17. Practice Gratitude: Like deep breathing, gratitude is so easy that you wonder how it can actually work. But it does. Reflect on what you’re grateful for, both in your writing journey and in life. Gratitude can shift your focus away from negative stuff to positivity.

18. Limit Your To-Do List: Just this morning, I erased (not even crossed off) several items on my To Do list. I have stuff from yesterday that didn’t get done because I ended up spending time with my sister and mother. Tomorrow, I have the day blocked off to be with my hubby who is going into surgery. So why did I think I could do all the things? I can’t. So today, I erased (I love erasable pens) several items. Now when I look at my planner, it’s more manageable, and the stress is lowered. Prioritize tasks and allow yourself to push less critical ones to another day. Lightening your load can alleviate stress.

19. Reset Your Goals: Goals offer a roadmap and timeline to your success, but they’re not set in stone. If you’ve bitten off more than you can chew, or perhaps, the plan isn’t working and you need to evaluate and reset, do it. Don’t keep on keepin’ on with something that is making you stressed out especially if it’s not bringing you closer to your goals. Take a breath. Reassess. Make a new plan.

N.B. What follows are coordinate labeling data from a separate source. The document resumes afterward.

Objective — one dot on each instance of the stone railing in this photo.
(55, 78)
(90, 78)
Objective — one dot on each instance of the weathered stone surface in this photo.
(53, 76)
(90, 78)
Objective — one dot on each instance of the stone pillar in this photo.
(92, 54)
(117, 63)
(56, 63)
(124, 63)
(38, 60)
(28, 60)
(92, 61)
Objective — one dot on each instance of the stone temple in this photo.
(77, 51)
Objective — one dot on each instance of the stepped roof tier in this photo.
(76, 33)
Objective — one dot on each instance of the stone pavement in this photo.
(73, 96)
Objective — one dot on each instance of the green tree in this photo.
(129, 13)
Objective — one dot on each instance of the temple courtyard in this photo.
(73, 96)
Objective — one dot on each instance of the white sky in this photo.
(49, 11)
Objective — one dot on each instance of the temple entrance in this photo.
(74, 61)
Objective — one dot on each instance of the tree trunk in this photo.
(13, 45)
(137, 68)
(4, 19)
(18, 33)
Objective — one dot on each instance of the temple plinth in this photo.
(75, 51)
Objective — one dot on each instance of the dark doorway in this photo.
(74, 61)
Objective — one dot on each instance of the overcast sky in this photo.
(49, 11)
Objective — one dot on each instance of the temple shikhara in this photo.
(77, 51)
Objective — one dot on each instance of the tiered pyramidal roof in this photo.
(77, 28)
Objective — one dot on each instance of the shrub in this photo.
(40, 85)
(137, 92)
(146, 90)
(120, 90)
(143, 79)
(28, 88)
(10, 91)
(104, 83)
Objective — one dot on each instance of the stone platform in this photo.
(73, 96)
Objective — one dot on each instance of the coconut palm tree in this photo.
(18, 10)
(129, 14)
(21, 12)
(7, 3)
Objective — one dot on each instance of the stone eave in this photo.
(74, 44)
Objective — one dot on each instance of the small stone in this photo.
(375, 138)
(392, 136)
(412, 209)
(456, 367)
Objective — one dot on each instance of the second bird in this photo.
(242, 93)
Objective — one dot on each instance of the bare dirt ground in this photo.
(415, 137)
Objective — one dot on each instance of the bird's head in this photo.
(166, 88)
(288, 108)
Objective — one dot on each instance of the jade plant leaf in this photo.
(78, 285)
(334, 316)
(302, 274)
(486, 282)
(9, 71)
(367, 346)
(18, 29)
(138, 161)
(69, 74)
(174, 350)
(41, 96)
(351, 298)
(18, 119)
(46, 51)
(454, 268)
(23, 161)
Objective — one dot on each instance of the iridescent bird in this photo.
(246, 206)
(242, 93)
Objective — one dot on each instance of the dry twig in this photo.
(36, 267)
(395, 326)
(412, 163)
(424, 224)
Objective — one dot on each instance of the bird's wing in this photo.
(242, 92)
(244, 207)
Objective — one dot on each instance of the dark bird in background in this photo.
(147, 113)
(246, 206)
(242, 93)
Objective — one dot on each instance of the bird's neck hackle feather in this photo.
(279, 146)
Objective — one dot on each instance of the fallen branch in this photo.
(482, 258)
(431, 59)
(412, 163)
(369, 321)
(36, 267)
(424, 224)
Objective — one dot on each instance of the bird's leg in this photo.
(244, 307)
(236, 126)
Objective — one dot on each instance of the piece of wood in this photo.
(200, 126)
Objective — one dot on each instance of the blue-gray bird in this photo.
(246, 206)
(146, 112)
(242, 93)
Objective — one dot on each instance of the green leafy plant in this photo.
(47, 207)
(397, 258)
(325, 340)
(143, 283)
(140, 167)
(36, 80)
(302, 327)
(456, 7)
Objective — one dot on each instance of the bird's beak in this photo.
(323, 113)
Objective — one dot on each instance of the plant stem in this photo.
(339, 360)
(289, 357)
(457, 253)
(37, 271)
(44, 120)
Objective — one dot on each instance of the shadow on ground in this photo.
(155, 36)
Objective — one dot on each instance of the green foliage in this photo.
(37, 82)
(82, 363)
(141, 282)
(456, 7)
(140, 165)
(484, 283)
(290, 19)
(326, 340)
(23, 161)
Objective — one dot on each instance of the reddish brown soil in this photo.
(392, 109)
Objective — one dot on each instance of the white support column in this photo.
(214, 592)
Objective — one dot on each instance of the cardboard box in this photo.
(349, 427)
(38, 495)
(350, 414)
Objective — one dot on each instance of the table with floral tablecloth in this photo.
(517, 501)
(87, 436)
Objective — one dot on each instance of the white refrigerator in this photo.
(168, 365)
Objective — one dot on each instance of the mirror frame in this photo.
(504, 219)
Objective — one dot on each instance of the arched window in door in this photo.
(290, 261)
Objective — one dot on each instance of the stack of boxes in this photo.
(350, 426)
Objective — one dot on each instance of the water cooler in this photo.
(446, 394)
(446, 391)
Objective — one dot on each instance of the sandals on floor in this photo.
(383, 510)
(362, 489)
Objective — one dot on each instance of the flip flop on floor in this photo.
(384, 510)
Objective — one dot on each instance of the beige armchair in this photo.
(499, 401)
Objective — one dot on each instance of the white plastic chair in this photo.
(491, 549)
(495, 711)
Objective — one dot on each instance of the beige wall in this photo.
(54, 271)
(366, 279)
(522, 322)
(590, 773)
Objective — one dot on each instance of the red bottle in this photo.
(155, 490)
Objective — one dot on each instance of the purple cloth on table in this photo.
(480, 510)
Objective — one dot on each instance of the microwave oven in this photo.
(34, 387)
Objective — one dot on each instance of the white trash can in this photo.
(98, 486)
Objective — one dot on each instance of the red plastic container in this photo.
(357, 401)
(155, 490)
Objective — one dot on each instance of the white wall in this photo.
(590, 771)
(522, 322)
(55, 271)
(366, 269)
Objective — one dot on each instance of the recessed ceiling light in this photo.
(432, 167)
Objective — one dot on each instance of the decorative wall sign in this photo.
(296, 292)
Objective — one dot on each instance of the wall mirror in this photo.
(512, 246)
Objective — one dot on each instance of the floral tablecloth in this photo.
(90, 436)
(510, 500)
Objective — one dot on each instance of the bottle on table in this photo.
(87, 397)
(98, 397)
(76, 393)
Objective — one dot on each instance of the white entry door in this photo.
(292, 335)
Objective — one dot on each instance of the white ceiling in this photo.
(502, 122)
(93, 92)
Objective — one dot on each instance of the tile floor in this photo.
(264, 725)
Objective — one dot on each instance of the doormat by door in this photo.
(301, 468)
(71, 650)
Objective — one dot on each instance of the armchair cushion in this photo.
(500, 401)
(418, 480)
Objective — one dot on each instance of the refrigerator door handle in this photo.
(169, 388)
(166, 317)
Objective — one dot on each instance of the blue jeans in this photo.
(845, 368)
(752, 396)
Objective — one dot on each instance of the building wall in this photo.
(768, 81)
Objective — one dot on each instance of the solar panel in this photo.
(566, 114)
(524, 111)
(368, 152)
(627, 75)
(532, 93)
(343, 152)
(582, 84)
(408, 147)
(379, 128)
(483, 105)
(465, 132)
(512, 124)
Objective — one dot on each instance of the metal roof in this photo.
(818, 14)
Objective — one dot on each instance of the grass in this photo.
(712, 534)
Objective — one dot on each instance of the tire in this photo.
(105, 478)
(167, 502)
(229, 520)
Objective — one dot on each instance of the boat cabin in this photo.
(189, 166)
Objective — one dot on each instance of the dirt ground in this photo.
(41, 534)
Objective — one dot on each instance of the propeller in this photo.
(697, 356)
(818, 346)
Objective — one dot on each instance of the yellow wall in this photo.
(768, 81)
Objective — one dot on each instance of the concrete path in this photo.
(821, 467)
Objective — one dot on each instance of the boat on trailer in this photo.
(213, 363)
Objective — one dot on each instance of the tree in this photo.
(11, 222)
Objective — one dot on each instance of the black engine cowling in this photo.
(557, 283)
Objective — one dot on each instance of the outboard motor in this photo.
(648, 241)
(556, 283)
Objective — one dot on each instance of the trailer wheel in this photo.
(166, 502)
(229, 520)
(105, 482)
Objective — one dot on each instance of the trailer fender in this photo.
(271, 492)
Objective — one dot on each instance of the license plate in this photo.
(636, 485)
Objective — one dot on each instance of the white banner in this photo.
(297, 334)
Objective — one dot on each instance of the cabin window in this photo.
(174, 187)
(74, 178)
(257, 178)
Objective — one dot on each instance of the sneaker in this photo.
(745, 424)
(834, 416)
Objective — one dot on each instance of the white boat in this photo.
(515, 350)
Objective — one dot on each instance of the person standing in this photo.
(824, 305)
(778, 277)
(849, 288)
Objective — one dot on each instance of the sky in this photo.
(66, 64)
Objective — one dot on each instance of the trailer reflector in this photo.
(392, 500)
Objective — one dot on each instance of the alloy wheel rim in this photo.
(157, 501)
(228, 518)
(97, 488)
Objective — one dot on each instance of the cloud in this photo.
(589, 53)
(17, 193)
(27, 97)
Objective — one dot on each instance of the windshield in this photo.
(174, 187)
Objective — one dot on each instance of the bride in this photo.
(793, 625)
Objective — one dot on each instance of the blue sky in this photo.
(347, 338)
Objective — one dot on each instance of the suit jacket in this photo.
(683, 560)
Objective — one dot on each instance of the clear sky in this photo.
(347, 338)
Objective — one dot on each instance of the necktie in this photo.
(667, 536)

20. Stay Away from Negative Spaces: Okay, so you can’t always do this. Negative Nellys are everywhere. But you can try to avoid or limit time in spaces that you know have negative energy. Social media is one (see number 11), but there are likely others. I tend not to read my Goodreads reviews (by the way, reviews are for readers, not authors, which means you shouldn’t respond to them). I left a Facebook group once because I realized every day there was drama. Sometimes I’d perseverate on it even when I wasn’t online. I don’t need that. I left a critique group that I’d really liked, but a few new players turned the time into something negative and stressful.

21. Seek Professional Help: If feelings of overwhelm persist, consider speaking with a mental health professional. They can offer strategies and support tailored to your needs.

 

In all you do, you’re only as good as your attitude, energy, and mental health. As they say on the airplane, if the oxygen masks drops down, put yours on first, then help others. The same is true in life. You’re at your best if you take time to care for yourself first. Not in a narcissistic way. But in the way that gives you the energy and mindset to take on the world.